24 July 2014
President Jacob Zuma will lead a South African delegation to the first United States-Africa Leaders’ Summit taking place in Washington on 5 and 6 August, Communications Minister Faith Muthambi said on Thursday.
Speaking to journalists in Pretoria following the Cabinet’s latest fortnightly meeting, Muthambi said the summit was expected to provide a boost for Africa’s regional integration initiatives, as well as for various African Union (AU) economic development programmes.
The White House made the announcement that US President Barack Obama would host the summit in January, saying that he looked forward to “further strengthen[ing] ties with one of the world’s most dynamic and fastest-growing regions.
“The summit will build on the progress made since the President’s trip to Africa last summer, advance the administration’s focus on trade and investment in Africa, and highlight America’s commitment to Africa’s security, its democratic development, and its people,” the White House said.
There will also be meetings of US and African CEOs, as well as an African Growth and Opportunity Act (Agoa) ministerial meeting, both aimed at strengthening trade and investment between the US and Africa.

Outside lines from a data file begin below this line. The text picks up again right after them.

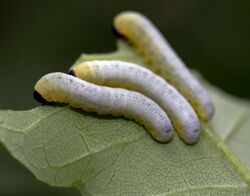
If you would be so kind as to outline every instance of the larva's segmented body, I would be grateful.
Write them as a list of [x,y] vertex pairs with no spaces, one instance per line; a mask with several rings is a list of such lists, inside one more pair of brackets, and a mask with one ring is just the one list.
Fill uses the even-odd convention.
[[64,73],[50,73],[35,85],[34,98],[40,102],[68,103],[98,114],[125,116],[143,124],[157,141],[172,137],[167,114],[151,99],[133,91],[91,84]]
[[197,141],[199,119],[186,99],[152,71],[124,61],[87,61],[73,67],[71,74],[98,85],[127,88],[154,100],[169,115],[186,143]]
[[211,119],[214,106],[206,90],[145,16],[137,12],[123,12],[115,17],[114,28],[135,45],[154,71],[188,99],[203,120]]

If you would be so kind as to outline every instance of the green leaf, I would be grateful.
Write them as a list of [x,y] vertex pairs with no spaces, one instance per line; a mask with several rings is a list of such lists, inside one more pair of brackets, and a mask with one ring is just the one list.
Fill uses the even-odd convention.
[[[142,63],[119,50],[90,59]],[[0,141],[39,180],[82,195],[250,195],[249,103],[206,85],[216,115],[195,145],[154,141],[134,121],[68,106],[0,111]]]

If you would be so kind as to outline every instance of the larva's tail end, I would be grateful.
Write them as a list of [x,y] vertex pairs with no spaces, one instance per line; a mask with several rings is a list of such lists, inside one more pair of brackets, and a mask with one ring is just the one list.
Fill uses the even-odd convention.
[[215,107],[213,105],[212,102],[209,102],[204,111],[198,112],[200,118],[204,121],[204,122],[209,122],[215,113]]
[[118,38],[120,38],[120,39],[126,39],[121,33],[118,32],[118,30],[115,28],[115,25],[112,25],[111,29],[112,29],[112,33],[113,33],[116,37],[118,37]]
[[34,92],[33,92],[33,97],[35,100],[37,100],[38,102],[40,102],[44,105],[53,105],[53,102],[49,102],[46,99],[44,99],[43,96],[36,90],[34,90]]
[[77,76],[76,76],[76,72],[75,72],[73,69],[71,69],[71,70],[69,71],[69,75],[74,76],[74,77],[77,77]]

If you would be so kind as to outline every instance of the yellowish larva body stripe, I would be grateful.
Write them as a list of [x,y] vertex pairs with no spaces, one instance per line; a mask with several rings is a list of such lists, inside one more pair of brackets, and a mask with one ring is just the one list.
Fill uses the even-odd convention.
[[39,102],[68,103],[98,114],[125,116],[143,124],[159,142],[171,139],[173,128],[167,114],[143,94],[95,85],[64,73],[50,73],[35,85]]
[[163,78],[134,63],[124,61],[87,61],[70,72],[98,85],[127,88],[154,100],[169,115],[180,137],[186,143],[197,141],[199,119],[186,99]]
[[114,28],[138,49],[155,72],[188,99],[203,120],[211,119],[214,106],[206,90],[145,16],[129,11],[120,13],[114,19]]

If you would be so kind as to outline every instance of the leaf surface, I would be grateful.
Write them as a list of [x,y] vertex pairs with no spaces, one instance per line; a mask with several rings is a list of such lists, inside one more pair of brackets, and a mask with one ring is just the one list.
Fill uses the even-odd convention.
[[[91,59],[143,64],[119,50]],[[68,106],[0,111],[0,141],[39,180],[82,195],[250,195],[250,106],[206,85],[216,115],[195,145],[160,144],[134,121]]]

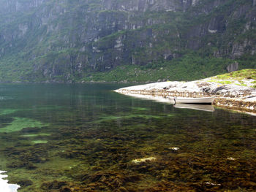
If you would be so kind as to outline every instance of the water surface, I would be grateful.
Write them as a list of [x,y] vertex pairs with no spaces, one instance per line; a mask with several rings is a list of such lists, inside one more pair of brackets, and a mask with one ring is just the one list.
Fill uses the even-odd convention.
[[123,86],[0,85],[9,183],[18,191],[256,191],[255,117],[111,91]]

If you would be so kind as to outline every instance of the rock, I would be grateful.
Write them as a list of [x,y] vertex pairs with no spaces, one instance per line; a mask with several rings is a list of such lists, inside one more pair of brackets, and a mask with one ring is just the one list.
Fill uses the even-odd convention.
[[157,159],[157,158],[149,157],[149,158],[135,159],[135,160],[132,160],[132,162],[135,163],[136,164],[141,164],[141,163],[143,163],[143,162],[146,162],[146,161],[154,161],[156,159]]

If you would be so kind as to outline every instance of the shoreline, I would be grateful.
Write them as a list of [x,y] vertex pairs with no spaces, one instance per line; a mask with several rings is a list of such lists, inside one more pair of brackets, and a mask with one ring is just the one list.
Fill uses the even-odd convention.
[[215,97],[213,105],[256,115],[256,89],[236,84],[222,85],[208,82],[208,79],[192,82],[162,82],[129,86],[115,92],[140,98],[157,96],[169,99],[175,96],[197,98]]

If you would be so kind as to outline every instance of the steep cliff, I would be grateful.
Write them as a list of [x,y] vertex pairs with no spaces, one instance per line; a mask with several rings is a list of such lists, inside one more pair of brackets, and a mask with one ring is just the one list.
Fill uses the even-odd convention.
[[0,0],[0,80],[192,80],[235,60],[255,68],[255,1]]

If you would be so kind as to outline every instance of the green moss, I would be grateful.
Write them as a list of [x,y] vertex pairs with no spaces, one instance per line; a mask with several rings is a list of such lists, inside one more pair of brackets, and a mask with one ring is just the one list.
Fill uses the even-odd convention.
[[32,141],[32,143],[34,144],[40,144],[40,143],[47,143],[48,141],[45,141],[45,140],[34,140]]
[[22,118],[15,118],[14,120],[7,126],[0,128],[0,133],[11,133],[15,131],[18,131],[22,130],[23,128],[27,127],[42,127],[45,126],[47,124],[44,124],[38,120]]

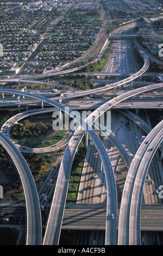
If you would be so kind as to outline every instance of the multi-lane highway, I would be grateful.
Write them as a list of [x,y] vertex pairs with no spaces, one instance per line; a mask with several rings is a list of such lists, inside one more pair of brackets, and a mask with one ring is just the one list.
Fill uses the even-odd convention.
[[42,224],[40,202],[35,184],[29,167],[17,148],[1,132],[1,144],[6,149],[19,173],[24,188],[27,206],[27,245],[41,245]]
[[[119,33],[120,31],[118,29],[117,33]],[[129,31],[128,31],[128,33],[130,35],[130,34]],[[111,66],[111,68],[112,68],[112,71],[113,72],[115,72],[115,71],[117,70],[119,72],[121,72],[122,70],[123,72],[124,71],[124,72],[131,72],[130,69],[132,69],[132,71],[134,72],[134,74],[133,74],[129,77],[125,78],[121,81],[114,82],[114,83],[111,83],[110,85],[106,85],[104,87],[97,88],[96,89],[86,92],[78,92],[73,94],[68,94],[66,95],[66,99],[71,99],[79,96],[83,97],[84,96],[87,96],[97,93],[102,93],[102,92],[106,91],[111,88],[120,87],[124,84],[129,82],[132,83],[133,80],[142,76],[147,70],[149,66],[149,58],[142,47],[141,47],[136,41],[134,41],[134,42],[140,51],[144,59],[144,65],[142,69],[139,70],[139,68],[137,66],[136,66],[136,63],[133,61],[133,58],[131,58],[131,53],[130,53],[128,56],[126,54],[126,52],[127,51],[127,46],[128,49],[129,49],[131,46],[130,43],[128,42],[127,43],[127,41],[120,41],[118,42],[116,42],[115,45],[115,50],[112,52],[111,57],[112,59],[115,58],[115,60],[113,62],[111,59],[110,61],[110,63],[111,63],[111,65],[114,64],[114,66]],[[121,48],[121,50],[119,51],[120,48]],[[127,56],[127,58],[126,56]],[[122,62],[122,60],[124,61]],[[81,68],[77,69],[70,69],[67,70],[62,70],[55,73],[49,72],[49,74],[43,74],[42,75],[39,75],[38,77],[41,78],[51,76],[54,75],[54,74],[55,75],[61,75],[66,72],[73,72],[74,71],[79,70],[80,68]],[[118,70],[117,70],[118,69]],[[108,69],[110,70],[110,66],[109,66],[109,65],[106,66],[106,70]],[[137,71],[137,70],[139,71]],[[105,74],[105,75],[106,75],[106,74],[107,73]],[[36,78],[37,76],[34,76],[33,77]],[[33,77],[32,76],[28,77],[28,78],[30,79]],[[15,81],[14,79],[16,79],[17,82],[21,82],[20,78],[13,78],[12,80],[12,78],[11,78],[11,80],[10,79],[10,80],[2,80],[0,81]],[[28,82],[28,78],[27,77],[27,80],[22,80],[22,82]],[[36,81],[33,81],[32,80],[31,80],[30,82],[34,83],[37,82]],[[117,243],[117,198],[115,175],[113,172],[111,162],[108,156],[106,148],[104,145],[104,144],[102,143],[101,139],[99,138],[98,136],[96,133],[95,131],[92,128],[91,125],[93,123],[96,122],[97,118],[102,115],[103,113],[106,112],[106,111],[107,111],[108,109],[111,109],[112,107],[115,107],[115,106],[117,105],[118,103],[121,103],[121,102],[122,101],[124,102],[124,101],[128,99],[129,98],[130,98],[131,97],[135,96],[137,94],[142,93],[143,92],[151,90],[155,90],[158,88],[161,88],[162,87],[163,83],[151,84],[148,86],[146,86],[137,89],[133,90],[131,91],[126,92],[119,96],[116,96],[115,98],[112,99],[110,100],[107,100],[105,102],[102,102],[101,105],[98,106],[98,107],[97,107],[97,109],[96,109],[92,113],[92,114],[91,114],[85,119],[82,119],[81,117],[76,114],[73,111],[72,111],[72,109],[70,109],[69,108],[67,107],[68,106],[67,106],[67,107],[64,106],[63,105],[55,101],[57,100],[65,99],[65,95],[47,99],[40,95],[35,95],[33,94],[29,94],[28,93],[15,90],[0,89],[0,92],[3,93],[16,95],[18,94],[20,95],[29,97],[30,99],[29,99],[27,101],[27,104],[30,104],[30,103],[31,103],[31,99],[34,99],[36,100],[44,102],[46,104],[53,106],[53,107],[55,107],[64,112],[71,118],[74,118],[76,122],[79,125],[78,128],[77,129],[74,134],[72,135],[71,138],[68,138],[68,140],[70,139],[70,141],[67,144],[64,157],[61,162],[57,182],[43,242],[43,245],[58,244],[60,230],[63,221],[64,211],[65,206],[66,198],[71,167],[78,145],[85,132],[86,132],[86,134],[89,135],[92,139],[92,141],[93,142],[94,145],[95,145],[97,151],[98,153],[97,155],[96,155],[98,156],[98,159],[101,159],[104,171],[105,178],[106,184],[106,193],[107,195],[105,214],[105,244],[116,245]],[[135,104],[136,104],[136,101]],[[150,104],[150,103],[149,104]],[[160,107],[161,108],[161,104],[160,106],[157,106],[157,107]],[[80,105],[79,109],[81,109],[82,108],[83,108],[82,104]],[[43,109],[40,109],[40,113],[41,111],[43,111]],[[40,110],[38,111],[38,113],[39,112],[40,113]],[[32,113],[29,113],[29,112],[27,112],[27,113],[25,113],[24,114],[21,114],[22,115],[21,118],[25,117],[26,116],[28,116],[29,114],[34,114],[34,111]],[[27,114],[27,115],[26,115],[26,114]],[[14,122],[17,120],[17,116],[14,117],[13,118],[14,121],[11,121]],[[130,167],[130,164],[129,164],[128,155],[126,154],[126,152],[125,152],[125,149],[122,147],[122,145],[121,145],[120,143],[118,143],[115,137],[114,137],[114,136],[111,135],[111,133],[110,135],[109,134],[107,135],[106,133],[105,135],[108,136],[110,141],[112,141],[112,142],[113,142],[113,143],[116,145],[116,147],[119,149],[121,155],[123,156],[123,159],[125,159],[124,161],[126,162],[126,163],[127,164],[127,166],[128,166],[128,167],[130,167],[129,173],[131,173],[133,176],[135,177],[135,176],[136,176],[136,174],[135,172],[136,170],[137,170],[137,176],[136,176],[136,179],[137,178],[137,180],[139,180],[139,185],[141,184],[141,186],[137,186],[136,183],[137,182],[137,179],[135,180],[133,178],[132,178],[133,181],[131,184],[130,180],[129,180],[129,175],[127,176],[123,191],[122,201],[123,203],[123,205],[122,206],[122,208],[120,210],[120,219],[123,220],[122,223],[124,225],[124,226],[129,226],[129,239],[128,238],[127,236],[128,235],[128,231],[127,229],[125,229],[123,225],[122,225],[122,222],[121,221],[118,225],[118,229],[120,230],[118,237],[118,242],[120,244],[121,243],[122,243],[122,244],[126,244],[125,243],[128,240],[129,240],[129,242],[130,244],[139,244],[139,243],[140,236],[139,236],[139,235],[137,235],[137,234],[140,231],[139,212],[141,205],[141,203],[140,202],[141,202],[141,199],[142,188],[142,185],[145,182],[145,175],[147,172],[148,166],[151,161],[151,157],[153,157],[156,149],[158,148],[159,145],[160,144],[162,141],[162,136],[161,131],[162,127],[161,125],[162,124],[159,124],[159,125],[158,125],[156,127],[153,129],[147,136],[147,138],[145,139],[144,142],[142,144],[141,146],[137,150]],[[4,127],[2,127],[2,129]],[[159,131],[157,129],[159,129]],[[2,130],[2,131],[3,130]],[[148,130],[146,131],[147,131],[148,132]],[[7,133],[8,132],[8,129],[7,130],[4,129],[4,131],[5,131],[7,132]],[[108,131],[107,132],[108,132]],[[11,141],[9,141],[7,137],[5,137],[4,139],[5,142],[7,142],[7,143],[9,143],[9,144],[10,145],[10,148],[14,147],[16,148],[16,147],[11,143]],[[148,139],[149,143],[146,144],[147,142],[148,141]],[[9,142],[9,141],[10,142]],[[157,142],[156,144],[155,142]],[[67,142],[68,142],[67,141],[66,143]],[[2,143],[4,143],[4,142],[2,142]],[[151,147],[151,145],[152,146],[153,150],[150,150],[149,152],[149,150],[147,150],[147,148],[148,148],[149,146]],[[4,147],[8,147],[8,146],[6,145]],[[8,147],[8,148],[9,148],[9,147]],[[49,149],[50,150],[51,149],[51,148]],[[17,149],[17,151],[15,151],[15,154],[17,156],[19,156],[19,154],[20,153]],[[146,160],[145,163],[144,159],[146,159]],[[93,162],[95,161],[95,159],[93,159]],[[16,163],[15,163],[15,164],[16,165]],[[142,172],[139,171],[140,170],[141,170],[142,169],[144,170],[143,173]],[[29,173],[29,170],[27,172],[28,174]],[[33,181],[28,180],[28,181],[30,186],[33,186]],[[129,190],[129,192],[128,193],[127,192],[128,191],[128,186],[131,187],[131,189]],[[26,188],[24,189],[26,191]],[[135,196],[135,194],[136,194],[136,197]],[[35,196],[37,198],[37,193],[35,193],[35,195],[33,196]],[[135,198],[136,200],[135,200]],[[130,198],[131,198],[131,199],[130,199]],[[29,200],[30,202],[32,200],[31,195],[27,194],[26,199],[27,202],[28,202]],[[124,200],[126,200],[126,201],[123,202]],[[36,202],[37,202],[37,199]],[[130,212],[131,214],[129,216],[130,218],[128,218],[129,216],[128,215],[127,217],[127,214],[123,210],[123,207],[125,206],[126,209],[128,209],[130,204]],[[39,214],[40,215],[40,205],[38,205],[38,204],[36,204],[35,206],[36,214],[36,213],[37,214],[39,213]],[[33,205],[30,205],[30,208],[28,208],[28,211],[29,211],[29,213],[30,210],[32,209],[32,207]],[[136,209],[137,210],[136,210],[135,209]],[[30,216],[30,215],[29,216]],[[35,216],[35,217],[36,216]],[[35,220],[36,222],[35,225],[34,225],[33,227],[32,227],[31,224],[29,224],[29,221],[28,222],[28,244],[32,243],[31,234],[34,235],[33,234],[35,234],[35,230],[36,230],[36,228],[33,230],[32,229],[32,228],[34,228],[35,227],[35,225],[37,225],[38,229],[39,229],[39,228],[40,229],[40,218],[39,218],[40,217],[39,217],[38,220],[37,220],[36,221],[35,218],[33,218],[33,221],[34,220]],[[122,218],[124,218],[123,219]],[[128,220],[130,220],[129,223],[128,222]],[[136,222],[135,222],[135,220],[136,220]],[[137,228],[137,227],[135,227],[135,223],[138,223],[138,228]],[[40,230],[39,230],[39,231]],[[123,241],[122,241],[122,239],[120,238],[120,236],[124,237]],[[40,239],[40,236],[39,236],[39,239]],[[39,243],[40,242],[36,241],[35,239],[33,238],[33,242],[34,244],[37,244]]]

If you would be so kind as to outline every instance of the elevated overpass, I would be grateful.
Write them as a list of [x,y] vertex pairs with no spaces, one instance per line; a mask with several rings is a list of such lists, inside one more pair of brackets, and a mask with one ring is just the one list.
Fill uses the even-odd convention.
[[[117,205],[119,220],[120,205]],[[153,214],[154,212],[154,214]],[[64,230],[105,230],[105,204],[66,204],[61,229]],[[141,231],[163,231],[163,205],[144,205],[141,208]],[[118,225],[117,225],[118,229]]]

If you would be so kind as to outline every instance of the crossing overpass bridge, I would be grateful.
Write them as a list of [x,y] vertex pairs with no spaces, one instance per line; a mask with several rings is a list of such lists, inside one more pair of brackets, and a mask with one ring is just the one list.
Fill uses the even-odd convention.
[[[118,204],[118,220],[120,208],[120,205]],[[66,204],[61,228],[62,229],[105,230],[106,212],[106,206],[105,204],[100,205]],[[142,204],[141,210],[141,230],[163,231],[162,212],[163,205]]]
[[109,35],[106,36],[109,39],[136,39],[138,35]]

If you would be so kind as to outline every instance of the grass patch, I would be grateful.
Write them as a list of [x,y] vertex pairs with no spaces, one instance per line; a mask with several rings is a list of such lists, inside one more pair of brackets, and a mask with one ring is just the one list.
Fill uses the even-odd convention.
[[46,148],[55,145],[64,137],[67,131],[54,131],[52,127],[53,120],[50,118],[43,120],[24,120],[15,124],[11,132],[13,140],[22,146],[31,148]]
[[81,141],[72,164],[66,203],[75,204],[86,154],[85,136]]

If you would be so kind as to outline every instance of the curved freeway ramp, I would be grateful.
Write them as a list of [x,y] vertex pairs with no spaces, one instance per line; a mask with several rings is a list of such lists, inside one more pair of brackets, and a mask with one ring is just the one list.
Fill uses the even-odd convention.
[[[108,208],[109,208],[109,209],[110,209],[111,210],[112,209],[112,211],[111,211],[111,212],[110,212],[109,216],[109,215],[107,216],[107,218],[108,219],[109,218],[110,220],[111,214],[113,213],[115,215],[115,217],[114,218],[114,220],[112,220],[112,221],[108,222],[108,224],[109,224],[109,228],[108,229],[108,231],[109,230],[110,230],[109,231],[109,234],[112,234],[112,230],[116,230],[117,229],[117,193],[116,193],[116,183],[115,181],[115,177],[114,177],[114,172],[112,170],[112,166],[110,163],[110,161],[109,156],[108,155],[107,151],[103,144],[102,143],[101,139],[99,139],[98,136],[97,135],[95,131],[92,129],[92,128],[91,128],[88,125],[88,124],[84,120],[82,119],[82,118],[80,116],[79,116],[73,111],[71,111],[67,107],[64,107],[62,105],[61,105],[59,103],[56,102],[52,100],[46,99],[45,97],[43,97],[40,95],[35,95],[34,94],[29,94],[28,93],[25,93],[22,91],[17,90],[7,89],[0,89],[0,92],[13,94],[18,94],[18,95],[24,95],[27,96],[30,96],[30,97],[33,97],[34,99],[36,99],[37,100],[40,100],[47,103],[49,103],[49,105],[51,105],[54,107],[57,107],[59,109],[61,109],[61,111],[64,111],[68,116],[73,118],[78,124],[79,124],[79,125],[81,124],[81,125],[82,125],[82,130],[83,130],[84,131],[87,131],[87,133],[89,134],[90,137],[91,138],[92,141],[93,141],[95,145],[96,145],[96,147],[98,151],[98,153],[101,157],[101,161],[103,163],[104,170],[105,173],[106,184],[110,185],[110,186],[108,186],[107,185],[106,190],[107,190],[107,193],[108,195],[109,194],[111,195],[112,194],[112,196],[110,196],[110,197],[108,197],[107,205],[108,206]],[[73,139],[74,138],[74,135],[73,136],[72,138],[71,139]],[[69,145],[69,144],[68,144],[68,145]],[[67,148],[68,149],[67,149],[68,151],[70,150],[70,148],[68,146],[67,146]],[[62,160],[62,162],[63,162],[63,159]],[[62,162],[61,162],[61,166],[62,165]],[[55,200],[55,204],[57,204],[56,205],[58,206],[58,208],[56,209],[56,211],[57,211],[56,212],[58,214],[58,224],[59,224],[60,227],[61,227],[61,225],[62,218],[63,217],[63,211],[64,209],[64,206],[61,208],[60,205],[61,205],[61,204],[64,204],[64,205],[65,204],[66,194],[67,194],[67,190],[68,184],[68,181],[69,181],[69,178],[68,178],[69,173],[68,173],[68,176],[67,176],[67,174],[65,171],[65,168],[66,167],[66,164],[67,164],[67,161],[66,161],[65,163],[66,163],[65,166],[64,166],[63,168],[60,168],[59,176],[60,175],[60,173],[61,173],[62,178],[61,179],[61,181],[63,182],[63,183],[65,183],[65,184],[66,185],[66,187],[65,187],[64,186],[64,187],[62,187],[62,190],[61,189],[61,187],[59,187],[59,190],[58,190],[58,188],[57,188],[56,187],[56,188],[55,190],[55,192],[54,192],[54,194],[55,194],[55,193],[57,193],[58,195],[60,194],[61,196],[62,196],[62,197],[60,197],[60,200],[59,200],[58,198],[57,200]],[[60,170],[61,170],[61,172],[60,172]],[[110,176],[110,175],[111,175],[111,178]],[[111,182],[111,181],[112,181],[112,182]],[[109,192],[110,194],[109,193]],[[62,209],[61,212],[59,212],[59,211],[60,211],[61,209]],[[51,218],[50,217],[49,218],[49,220],[51,220]],[[59,221],[59,220],[60,220],[60,221]],[[48,222],[47,228],[49,227],[49,229],[51,229],[51,232],[46,231],[46,234],[47,234],[49,235],[49,234],[52,232],[51,235],[51,236],[52,235],[52,234],[54,234],[54,230],[53,230],[54,228],[53,227],[53,228],[52,229],[52,225],[49,225],[49,222]],[[110,223],[111,223],[110,224]],[[57,222],[55,222],[54,224],[55,224],[56,225]],[[51,238],[51,236],[48,236],[48,238],[47,240],[48,241],[50,241],[49,242],[48,242],[48,245],[57,244],[57,243],[55,243],[56,242],[55,242],[55,243],[54,243],[54,236],[52,236],[52,238]],[[45,245],[47,244],[47,242],[46,242],[46,239],[47,239],[46,237],[47,237],[47,235],[45,236],[45,242],[44,242]],[[109,237],[109,236],[108,236],[108,237]],[[53,239],[53,240],[52,238]],[[114,232],[114,235],[110,235],[109,236],[109,238],[108,239],[109,240],[109,242],[108,242],[109,243],[108,244],[116,245],[117,243],[116,232]],[[59,239],[59,237],[57,236],[57,240],[58,239]],[[58,243],[58,241],[57,241],[57,243]]]
[[151,161],[163,140],[162,131],[163,121],[161,121],[144,140],[131,166],[130,169],[136,170],[135,172],[137,174],[134,181],[130,209],[130,245],[140,244],[140,210],[143,187]]
[[40,203],[35,184],[24,157],[12,142],[0,132],[0,143],[11,157],[20,175],[27,207],[27,245],[41,245],[42,225]]
[[[163,139],[162,129],[163,121],[154,128],[143,141],[129,170],[121,204],[118,235],[119,245],[140,245],[142,190],[152,159]],[[153,150],[152,150],[152,148]]]

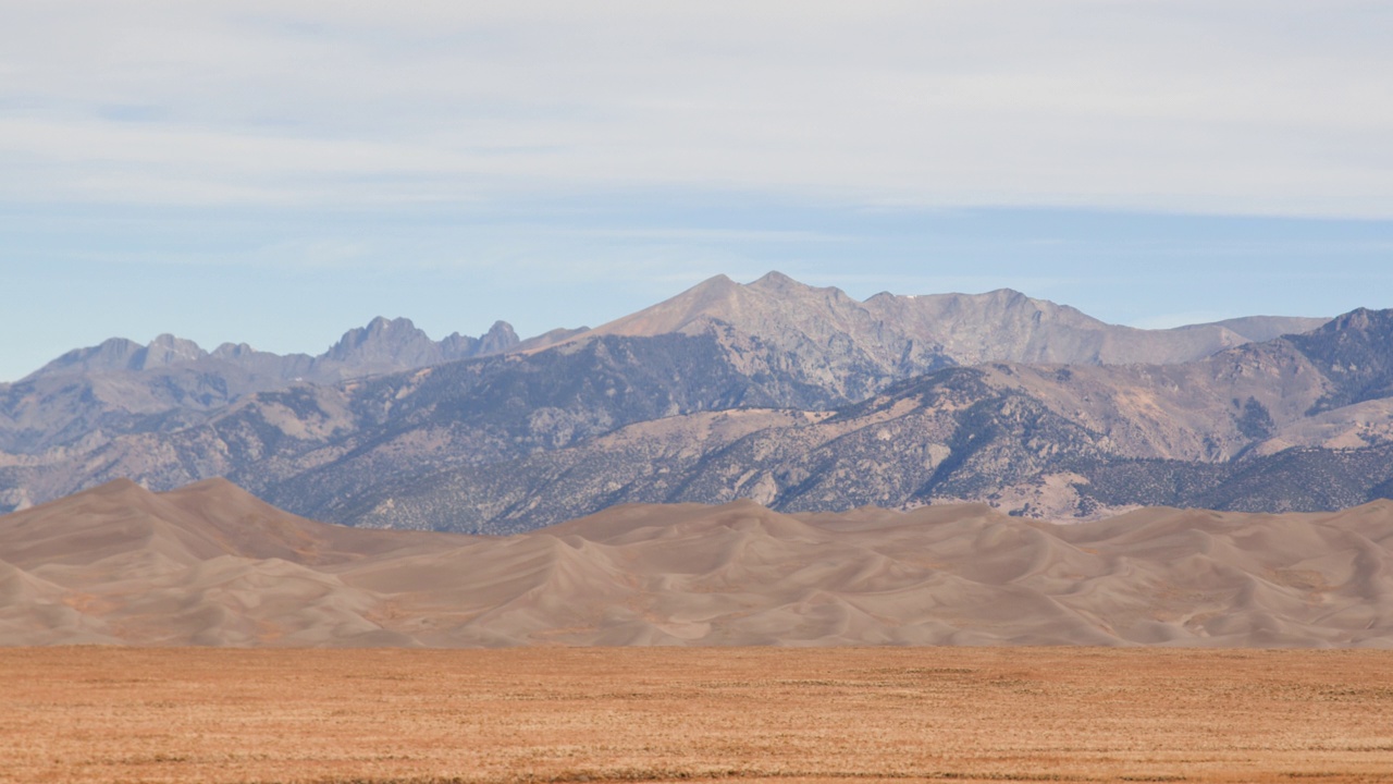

Agoa, which enables 39 eligible sub-Saharan African countries to export most products duty-free to the United States, has seen total African exports to the US more than quadruple, and US exports to sub-Saharan Africa more than triple, since its inception in 2000
In August, US Trade Representative Michael Froman told a two-day forum in Addis Ababa, Ethiopia that the US was looking to work with African experts and leaders on forging an improved “Agoa 2.0” before the expiry of its current version in 2015.
Some members of the US Congress have questioned whether South Africa, being relatively developed in Africa, should continue to be included in Agoa. Trade and Industry Minister Rob Davies, speaking to journalists ahead of Obama’s visit to the country last June, argued against this view, saying it would be detrimental for the US market if South Africa were excluded.
“South Africa has been a beneficiary of Agoa, but we also think that Agoa is a very significant instrument to benefit the US, not least because it is a widely appreciated measure by the US, which builds the US a high degree of goodwill in its relations with other countries on the African continent,” Davies said.
Around 43% of South Africa’s exports, totalling to about $4.6-billion, have entered the US under the Agoa programme and this, according to Davies, has helped support the development of the economy, notably in manufacturing.
Elizabeth Thabethe, then deputy trade and industry minister – now deputy small business development minister – said at the time that Agoa should be developed into a programme that supported African integration more directly.
“This is where we need to be innovative in defining mechanisms that support Africa’s integration,” Thabethe said, adding that larger, more integrated African markets would underpin growth and development in Africa, which in turn would encourage growth in US trade and investment to Africa.